Volume 133, Issue 2



January 10, 2019 – Welcome to “This Week in Blood,” a weekly snapshot of the hottest studies from each week’s issue of Blood, the official journal of the American Society of Hematology (ASH), hand-picked by Blood Editor-in-Chief Bob Löwenberg, MD, PhD, and Deputy Editor Nancy Berliner, MD.

Cover Figure: Rip1k-mediated necroptosis leads to MDS in mice.
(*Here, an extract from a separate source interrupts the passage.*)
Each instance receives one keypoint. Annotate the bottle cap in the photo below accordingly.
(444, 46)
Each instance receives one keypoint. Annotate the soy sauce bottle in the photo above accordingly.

See the article by Wagner et al.

Increased Ripk1-mediated bone marrow necroptosis leads to myelodysplasia and bone marrow failure in mice
In a plenary paper, Wagner et al link Ripk1-induced bone marrow necroptosis to inflammatory cytokine release, which leads to bone marrow failure in a mouse model of myelodysplasia (MDS). They confirm excess necroptosis in human MDS bone marrow, suggesting that Ripk1 may be a therapeutic target for the disease.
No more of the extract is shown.